Kimberly D. Tremblay

Kimberly D. Tremblay, Ph.D.

Associate Professor

Honors Program Director

Photo of Kimberly Tremblay

Office phone: 413-545-5560

Lab phone: 413-545-2339

Fax: 413-545-6326

Email: kdtrembl [at] vasci [dot] umass [dot] edu

Office location: 427C ISB

A.B.: Smith College, 1992

Ph.D.: University of Pennsylvania, 1998 (Marisa Bartolomei’s lab)

Postdoctoral Training:
Harvard University, 1998- 2001
(Liz Robertson’s Lab)
Fox Chase Cancer Center
(Ken Zaret’s Lab, 2001-2004)

Postdoctoral Awards: NRSA Postdoctoral Fellowship 1998-2001, NIH K01 Mentored Research Award 2003-2006

- Animal Genetics

ANIMLSCI 494TI - Departmental Honors Thesis IE

ANIMLSCI 697J - Genes, Cells and Development

Mouse Development and Organogenesis

In our lab we study the development of the definitive endoderm, one of the 3 primary germ layers that arises during gastrulation. The definitive endoderm produces the entire gastrointestinal tract as well as accessory digestive and respiratory organs. These organs include lung, liver, pancreas, thyroid, parathyroid and thymus. Although much is known about the genes involved in the function of these organs in the adult, relatively little is known about how these tissues are initially patterned and organized. An overall goal of the lab is to understand the morphological and molecular mechanisms that give rise to endodermal organs, focusing on liver and pancreas. Towards this end, we are taking two broad approaches to study the early stages of endoderm organogenesis in the mouse. They can be defined as embryological approaches, utilizing whole embryo culture, and genetic approaches, using transgenic and homologous recombination to create favorable environments to study this fascinating tissue layer.

Identification and Manipulation of Liver and Pancreas Precursors

The endoderm is a uniform epithelial layer that covers the ventral surface of the pre-somitic mouse embryo. From 8-15 somites (S), the accessory organs appear, in a temporally and spatially characteristic manner, as thickenings in this epithelium.

Figure 1: Early stages of endoderm organogenesis.

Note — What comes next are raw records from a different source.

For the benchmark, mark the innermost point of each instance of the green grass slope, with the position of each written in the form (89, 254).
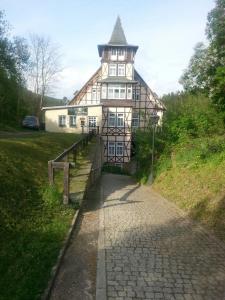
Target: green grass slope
(33, 221)
(190, 159)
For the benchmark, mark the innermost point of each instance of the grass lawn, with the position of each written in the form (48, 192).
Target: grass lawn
(33, 221)
(193, 177)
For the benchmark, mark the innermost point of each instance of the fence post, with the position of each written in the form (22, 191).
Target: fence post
(50, 173)
(66, 191)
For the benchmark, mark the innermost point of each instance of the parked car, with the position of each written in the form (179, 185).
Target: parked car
(31, 122)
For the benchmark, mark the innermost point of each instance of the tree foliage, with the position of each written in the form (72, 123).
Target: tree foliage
(207, 65)
(14, 57)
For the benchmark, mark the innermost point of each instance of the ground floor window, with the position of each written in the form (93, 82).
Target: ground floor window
(115, 148)
(92, 121)
(111, 148)
(73, 121)
(116, 120)
(62, 121)
(119, 149)
(135, 119)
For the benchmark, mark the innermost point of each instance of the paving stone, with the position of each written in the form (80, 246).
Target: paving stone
(153, 251)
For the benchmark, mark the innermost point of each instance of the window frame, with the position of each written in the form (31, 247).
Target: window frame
(60, 118)
(71, 124)
(117, 91)
(110, 118)
(112, 67)
(121, 146)
(111, 147)
(94, 123)
(118, 118)
(135, 120)
(121, 67)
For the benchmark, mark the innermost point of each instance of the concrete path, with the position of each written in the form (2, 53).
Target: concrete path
(148, 250)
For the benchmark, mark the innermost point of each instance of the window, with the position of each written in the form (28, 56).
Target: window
(135, 120)
(116, 91)
(112, 69)
(120, 120)
(111, 148)
(114, 51)
(119, 148)
(113, 54)
(62, 121)
(72, 121)
(121, 69)
(112, 120)
(121, 52)
(92, 121)
(94, 94)
(129, 91)
(136, 94)
(104, 91)
(116, 120)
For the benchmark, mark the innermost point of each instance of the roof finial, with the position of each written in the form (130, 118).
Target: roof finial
(118, 36)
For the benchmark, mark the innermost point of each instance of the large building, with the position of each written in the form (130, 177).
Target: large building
(115, 98)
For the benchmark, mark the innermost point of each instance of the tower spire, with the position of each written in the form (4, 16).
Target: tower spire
(118, 36)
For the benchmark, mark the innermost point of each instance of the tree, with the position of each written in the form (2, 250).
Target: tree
(44, 65)
(13, 62)
(207, 66)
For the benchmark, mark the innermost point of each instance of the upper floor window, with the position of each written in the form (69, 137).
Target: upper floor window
(136, 94)
(116, 91)
(92, 121)
(116, 120)
(121, 69)
(62, 121)
(119, 149)
(129, 91)
(135, 119)
(112, 69)
(94, 94)
(113, 54)
(121, 54)
(72, 120)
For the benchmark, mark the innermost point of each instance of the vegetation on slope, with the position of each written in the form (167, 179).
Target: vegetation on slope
(33, 220)
(190, 158)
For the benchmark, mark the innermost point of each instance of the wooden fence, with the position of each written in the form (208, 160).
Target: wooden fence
(61, 162)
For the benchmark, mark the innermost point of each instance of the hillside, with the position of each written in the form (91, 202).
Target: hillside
(33, 220)
(190, 159)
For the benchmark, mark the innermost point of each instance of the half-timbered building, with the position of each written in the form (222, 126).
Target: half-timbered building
(115, 98)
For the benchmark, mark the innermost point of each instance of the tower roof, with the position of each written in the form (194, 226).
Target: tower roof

Figure 2: Whole embryo culture. Organ-specific gene expression follows or is coincident with the onset of these morphological processes and as a result, little is known about the location of these organ progenitors in the endodermal sheet, the morphological processes leading to organogenesis, or the molecular mechanisms that initiate organogenesis. Because of the lack of genes or promoters expressed specifically in the endoderm, more traditional approaches, such as knock-out and transgenic experiments, have had limited success in tackling these issues. We have decided to use a whole embryo culture system in which we can successfully culture whole embryos, and their accompanying extraembryonic tissues, from early somite stages (~day 8.25) until day 10 (Fig. 2). Culturing allows us to manipulate the pre-specified (d8.25) endoderm and follow these changes through d10, when the liver and pancreas buds have formed and begun to differentiate. We have used viable dyes to identify precursor populations in the early somite embryo and are now using electroporation to identify genes that disrupt early organogenesis.

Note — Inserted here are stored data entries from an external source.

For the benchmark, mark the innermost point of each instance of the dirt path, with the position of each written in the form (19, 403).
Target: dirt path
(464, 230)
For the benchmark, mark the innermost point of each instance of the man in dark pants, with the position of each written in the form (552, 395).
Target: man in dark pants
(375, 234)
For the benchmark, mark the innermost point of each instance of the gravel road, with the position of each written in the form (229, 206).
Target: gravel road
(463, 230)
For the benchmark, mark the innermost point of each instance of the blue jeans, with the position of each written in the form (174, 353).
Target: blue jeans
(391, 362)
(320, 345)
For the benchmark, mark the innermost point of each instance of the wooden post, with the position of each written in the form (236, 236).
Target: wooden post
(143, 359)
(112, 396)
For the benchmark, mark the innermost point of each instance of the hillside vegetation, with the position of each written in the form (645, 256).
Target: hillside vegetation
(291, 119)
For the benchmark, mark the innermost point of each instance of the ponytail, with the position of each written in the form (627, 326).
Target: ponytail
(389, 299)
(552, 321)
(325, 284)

Clonal Analysis of Organ Growth 

Little is known about the growth or developmental potential of early individual endodermal cells. Is an individual endodermal cell committed to a specific organ or is it capable of giving rise to cells contributing to multiple organs? Similarly, it is unknown whether individual cells expressing organ-specific markers are capable of giving rise to all differentiated cell-types within the organ or are excluded from certain lineages. To answer these questions we perform experiments with transgenic or knock-in mice that produce embryos that have had individual endoderm cells marked with either the fluorescent markers EGFP or the histological marker LacZ. By retrospectively analyzing the clonal descendants of these cells, we will elucidate the normal processes that give rise to endodermal organ, further define organ precursors and understand the morphological processes that produce the mature organs.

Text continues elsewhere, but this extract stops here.